Monsieur l’abbé Philippe Godard, de la Fraternité Saint-Pie X, nous commu­nique ces précisions, suite à l’article sur le rosaire paru dans notre numéro 38 :

 

Le 24 de décembre 2001

 

Mon Révérend Père,

 

Achevant la lecture toujours fort ins­tructive du dernier (avant-dernier depuis quelques jours) numéro du Sel de la Terre, je me permets de vous écrire à pro­pos de votre excellent article sur le Ro­saire.

Vous parlez des traditions de l’appari­tion de la sainte Vierge à saint Dominique à propos du Rosaire à Toulouse, à Prouille et au Puy.

Je ne connaissais pas l’existence de celle de Toulouse.

Pour celle du Puy, c’est la très ancienne tradition locale, mentionnée non au jour octave de la Dédicace de la cathédrale (où il n’y a pas de leçons propres), mais au jour même (11 juillet), où il y a trois leçons historiques propres, dans lesquelles je crois me rappeler que le fait est men­tionné (je n’ai pas le texte ici), dans l’office actuel (qui doit dater de la prise du rit romain au XIXe siècle), tandis que dans l’ancien office (qui doit dater du XVIIIe siècle), la mention n’en était pas faite (il est vrai que les leçons s’étendaient sur de si nombreux faits, privilèges, pèle­rinages, reliques qu’il n’y avait pas la place de tout dire) ; j’ignore si l’on conserve encore l’ancien office d’avant le XVIIIe siècle (parce que, hélas ! les des­tructions révolutionnaires ont été telles qu’il ne semble pas subsister un seul bré­viaire complet du XVIIe siècle). Mais tous les chroniqueurs et historiens vellaves, notamment au XVIIe siècle, mentionnent le passage de saint Dominique, son appa­rition de la sainte Vierge à propos du Rosaire et sa fondation du couvent jaco­bin ponot (laquelle était mentionnée dans les leçons de la fête de saint Dominique dans l’ancien office d’avant le rit ro­main).

Ces diverses traditions sur le lieu de l’apparition m’ont autrefois étonné.
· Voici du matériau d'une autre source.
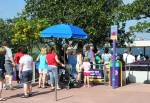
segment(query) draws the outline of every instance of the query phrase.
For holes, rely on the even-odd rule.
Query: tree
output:
[[[46,19],[27,20],[18,18],[14,21],[12,43],[17,46],[26,45],[29,50],[40,40],[40,31],[49,24]]]
[[[23,15],[49,20],[50,24],[72,23],[84,28],[90,41],[103,45],[110,35],[112,14],[122,0],[25,0]]]

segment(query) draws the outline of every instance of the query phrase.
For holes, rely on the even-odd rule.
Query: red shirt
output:
[[[55,53],[47,54],[46,55],[47,64],[57,66],[57,61],[55,60],[56,56],[57,55]]]
[[[16,64],[19,64],[19,60],[22,56],[23,56],[23,53],[21,53],[21,52],[18,52],[18,53],[15,54],[14,61],[15,61]]]

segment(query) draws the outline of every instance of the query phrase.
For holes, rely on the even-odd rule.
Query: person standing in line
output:
[[[6,50],[4,47],[0,47],[0,101],[4,101],[5,99],[2,98],[2,89],[3,89],[3,81],[5,79],[5,54]]]
[[[37,61],[39,61],[39,88],[46,88],[46,75],[47,75],[47,63],[46,63],[46,51],[45,48],[41,48],[41,53],[37,57]],[[42,81],[42,86],[41,86]]]
[[[23,48],[20,47],[18,48],[18,52],[14,55],[14,62],[16,64],[16,80],[17,83],[21,83],[20,78],[19,78],[19,60],[23,56]]]
[[[32,94],[32,70],[33,70],[33,58],[27,53],[27,49],[24,49],[23,56],[20,58],[19,76],[22,77],[24,95],[23,98],[30,97]]]
[[[15,67],[15,62],[13,60],[12,51],[8,46],[8,43],[6,41],[3,42],[3,47],[6,49],[5,54],[5,70],[6,70],[6,89],[12,89],[12,79],[13,79],[13,68]],[[8,84],[7,84],[8,80]]]
[[[58,83],[58,64],[60,64],[62,67],[64,67],[65,65],[61,63],[60,60],[58,59],[55,47],[50,47],[47,49],[46,61],[50,71],[49,76],[51,88],[54,89],[55,88],[54,85],[56,84],[57,89],[61,89]]]
[[[91,68],[91,64],[89,62],[89,59],[87,57],[84,58],[84,62],[81,65],[81,69],[84,70],[84,87],[86,87],[86,84],[88,87],[90,87],[90,68]]]

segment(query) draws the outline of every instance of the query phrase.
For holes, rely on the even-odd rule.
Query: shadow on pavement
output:
[[[50,93],[50,92],[52,92],[52,91],[44,91],[44,92],[35,91],[35,92],[32,92],[32,97],[37,96],[37,95],[47,94],[47,93]],[[18,98],[18,97],[21,97],[21,96],[23,96],[23,93],[12,95],[10,97],[6,97],[5,99],[8,100],[8,99],[12,99],[12,98]]]

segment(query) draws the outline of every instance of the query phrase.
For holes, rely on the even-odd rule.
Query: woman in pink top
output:
[[[89,62],[89,59],[87,57],[84,58],[84,62],[81,65],[81,68],[84,69],[84,87],[86,87],[86,84],[88,85],[88,87],[90,87],[90,68],[91,68],[91,64]]]

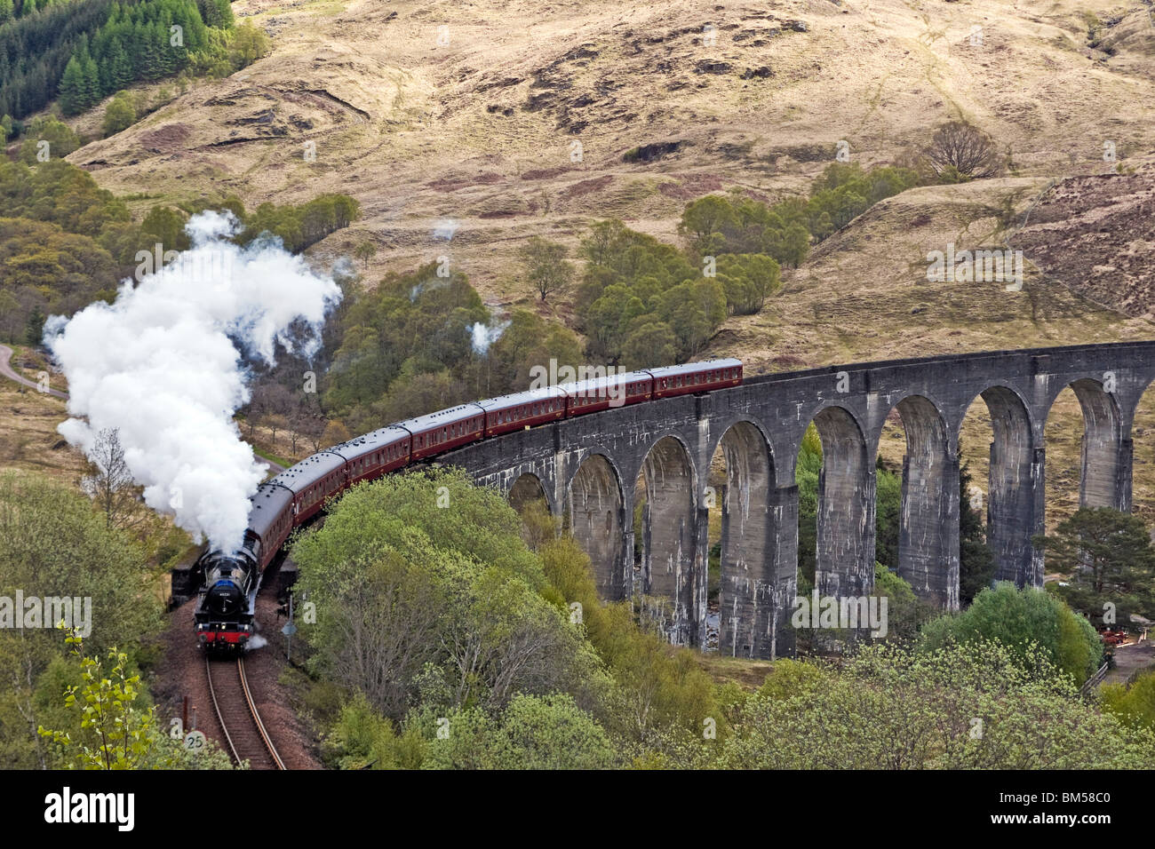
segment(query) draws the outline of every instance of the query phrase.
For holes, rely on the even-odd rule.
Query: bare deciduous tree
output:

Mais j’ai vu dans les vies de saint Dominique que celui-ci avait eu de nombreuses ap­paritions de la sainte Vierge tout au long de sa vie et ce, depuis son enfance.

La solution de la difficulté n’est-elle pas la suivante ? La sainte Vierge, qui avait l’habitude de parler à saint Dominique, ne lui a-t-elle pas parlé plusieurs fois du saint Rosaire ? Cela ex­pliquerait l’au moins triple tradition du lieu. D’ailleurs l’apparition du Puy ne peut avoir la prétention d’être l’unique, puisque saint Dominique est passé par Le Puy dans l’année qui a précédé sa mort ; il y avait alors longtemps qu’il prêchait le Rosaire.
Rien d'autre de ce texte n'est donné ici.